This offer produced no more effect than the other, and Renelde did not go to the castle.

‘If you will only come,’ said the Count to her when next he rode by, ‘I will send away the Countess, and will marry you.’

But two years before, when Renelde’s mother was dying of a long illness, the Countess had not forgotten them, but had given help when they sorely needed it. So even if the Count had really wished to marry Renelde, she would always have refused.

III

Some weeks passed before Burchard appeared again.

Renelde hoped she had got rid of him, when one day he stopped at the door, his duck-gun under his arm and his game-bag on his shoulder. This time Renelde was spinning not hemp, but flax.

‘What are you spinning?’ he asked in a rough voice.

‘My wedding shift, my lord.’

‘You are going to be married, then?’

‘Yes, my lord, by your leave.’

For at that time no peasant could marry without the leave of his master.

‘I will give you leave on one condition. Do you see those tall nettles that grow on the tombs in the churchyard? Go and gather them, and spin them into two fine shifts. One shall be your bridal shift, and the other shall be my shroud. For you shall be married the day that I am laid in my grave.’ And the Count turned away with a mocking laugh.

Renelde trembled. Never in all Locquignol had such a thing been heard of as the spinning of nettles.

And besides, the Count seemed made of iron and was very proud of his strength, often boasting that he should live to be a hundred.

Every evening, when his work was done, Guilbert came to visit his future bride. This evening he came as usual, and Renelde told him what Burchard had said.

‘Would you like me to watch for the Wolf, and split his skull with a blow from my axe?’

‘No,’ replied Renelde, ‘there must be no blood on my bridal bouquet. And then we must not hurt the Count. Remember how good the Countess was to my mother.’

An old, old woman now spoke: she was the mother of Renelde’s grandmother, and was more than ninety years old. All day long she sat in her chair nodding her head and never saying a word.

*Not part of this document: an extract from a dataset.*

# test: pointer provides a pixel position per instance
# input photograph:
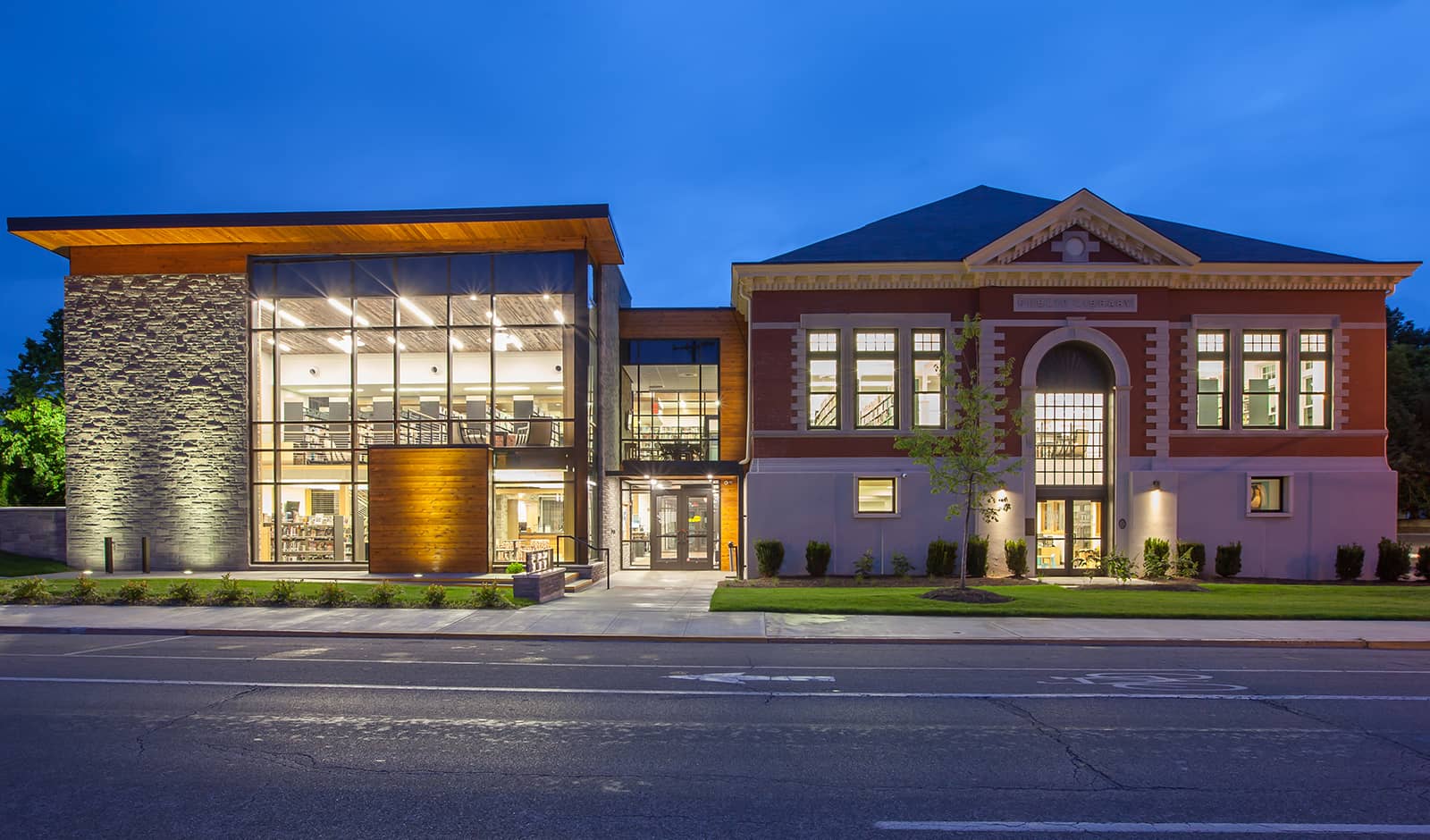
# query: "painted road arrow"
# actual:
(741, 677)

‘My children,’ she said, ‘all the years that I have lived in the world, I have never heard of a shift spun from nettles. But what God commands, man can do. Why should not Renelde try it?’

IV

Renelde did try, and to her great surprise the nettles when crushed and prepared gave a good thread, soft and light and firm. Very soon she had spun the first shift, which was for her own wedding. She wove and cut it out at once, hoping that the Count would not force her to begin the other. Just as she had finished sewing it, Burchard the Wolf passed by.

‘Well,’ said he, ‘how are the shifts getting on?’

‘Here, my lord, is my wedding garment,’ answered Renelde, showing him the shift, which was the finest and whitest ever seen.

The Count grew pale, but he replied roughly, ‘Very good. Now begin the other.’

The spinner set to work. As the Count returned to the castle, a cold shiver passed over him, and he felt, as the saying is, that some one was walking over his grave. He tried to eat his supper, but could not; he went to bed shaking with fever. But he did not sleep, and in the morning could not manage to rise.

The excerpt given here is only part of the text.